Bartók a-t-il eu conscience qu’il bouclait une longue trajectoire avec son Quatuor à cordes n°6 (1939) qui réintègre une dimension autobiographique? Ce dernier opus est écrit peu avant le départ du compositeur pour les États-Unis, au lendemain de la mort de sa mère. Le Mesto (triste) sert de matrice (introduction lente) aux quatre mouvements d’égale durée qui ont perdu leur bel agencement symétrique. La veine populaire imprègne toujours le matériau mais c’est la musique militaire (le Verbunkos des futurs Contrastes) que choisit Bartók dans le première scherzo (Mesto-Marcia). Le second (Mesto-Burletta) prend un ton parodique, voire sarcastique, évoquant le violon du diable de Stravinski. Le dernier mesto, seul mouvement lent véritable, rejoint les allures de cavatine du premier quatuor (la comparaison est instructive), empreint d’un sentiment tragique exacerbé, sans l’espoir du « retour à la vie » qui animait le premier opus. Les Diotima communiquent tout à la fois l’intensité et la fragilité du propos, le désespoir et l’exaltante beauté de ce chant profond, « l’une des expressions artistiques les plus révélatrices des blessures du XXᵉ siècle » écrit très justement Bernard Fournier dans son « Histoire du quatuor à cordes ».

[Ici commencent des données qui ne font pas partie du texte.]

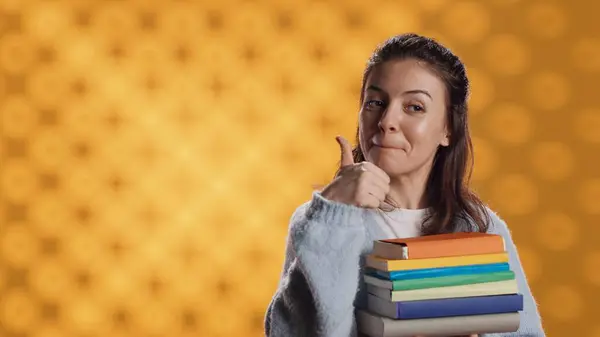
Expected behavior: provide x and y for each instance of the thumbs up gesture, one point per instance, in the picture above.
(359, 184)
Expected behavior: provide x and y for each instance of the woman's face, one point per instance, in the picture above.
(403, 116)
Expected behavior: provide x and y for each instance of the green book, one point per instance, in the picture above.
(442, 281)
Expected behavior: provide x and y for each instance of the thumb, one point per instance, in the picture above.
(346, 150)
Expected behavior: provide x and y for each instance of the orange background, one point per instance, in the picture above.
(153, 152)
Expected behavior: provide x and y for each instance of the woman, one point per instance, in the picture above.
(406, 177)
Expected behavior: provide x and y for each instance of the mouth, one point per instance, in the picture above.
(387, 147)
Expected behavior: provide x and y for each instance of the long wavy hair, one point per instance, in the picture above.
(451, 202)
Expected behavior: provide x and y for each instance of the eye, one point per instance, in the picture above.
(373, 104)
(415, 108)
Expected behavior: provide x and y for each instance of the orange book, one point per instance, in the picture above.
(440, 245)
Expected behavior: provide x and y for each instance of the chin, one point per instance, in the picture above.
(390, 163)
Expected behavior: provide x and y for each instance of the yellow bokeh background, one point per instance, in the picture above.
(152, 152)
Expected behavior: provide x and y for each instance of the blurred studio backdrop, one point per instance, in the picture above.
(152, 152)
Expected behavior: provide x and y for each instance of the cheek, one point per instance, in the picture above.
(423, 134)
(367, 129)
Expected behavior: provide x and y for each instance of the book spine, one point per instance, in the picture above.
(456, 247)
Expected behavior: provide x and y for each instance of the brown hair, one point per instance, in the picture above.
(448, 195)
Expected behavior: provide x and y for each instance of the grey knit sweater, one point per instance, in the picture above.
(320, 285)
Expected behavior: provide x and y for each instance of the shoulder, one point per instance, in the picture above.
(300, 212)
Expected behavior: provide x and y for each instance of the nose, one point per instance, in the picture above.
(391, 118)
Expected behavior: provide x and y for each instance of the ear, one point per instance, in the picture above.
(445, 140)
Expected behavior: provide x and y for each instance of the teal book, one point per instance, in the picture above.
(434, 282)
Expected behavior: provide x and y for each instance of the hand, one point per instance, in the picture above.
(359, 184)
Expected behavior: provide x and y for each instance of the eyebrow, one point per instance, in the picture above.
(416, 91)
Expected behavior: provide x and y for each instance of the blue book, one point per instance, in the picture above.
(461, 306)
(437, 272)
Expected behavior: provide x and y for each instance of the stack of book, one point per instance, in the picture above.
(440, 285)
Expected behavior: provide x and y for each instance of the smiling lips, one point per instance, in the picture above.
(387, 145)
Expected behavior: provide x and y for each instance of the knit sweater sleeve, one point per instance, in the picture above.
(319, 281)
(531, 323)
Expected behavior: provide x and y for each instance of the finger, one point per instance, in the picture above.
(346, 151)
(375, 169)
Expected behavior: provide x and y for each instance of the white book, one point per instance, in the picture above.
(377, 326)
(468, 290)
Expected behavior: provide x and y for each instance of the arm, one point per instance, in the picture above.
(531, 323)
(320, 276)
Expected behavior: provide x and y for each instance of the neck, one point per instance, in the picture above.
(408, 191)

C’est un parcours sans faille et une interprétation mûrie, servant au plus près l’écriture bartokienne, que nous offrent les Diotima dans cette intégrale qui coudoie celle de leurs plus illustres prédécesseurs (les Juillard, Keller et Alban Berg en particulier). S’y exercent l’énergie autant que la profondeur du geste compositionnel, avec une sonorité chaleureuse toujours sous contrôle et quelque chose d’organique dans le mixe des quatre parties qui fait aujourd’hui la couleur singulière des Diotima. L’excellente captation en décline toute la palette des nuances et la vitalité de l’expression.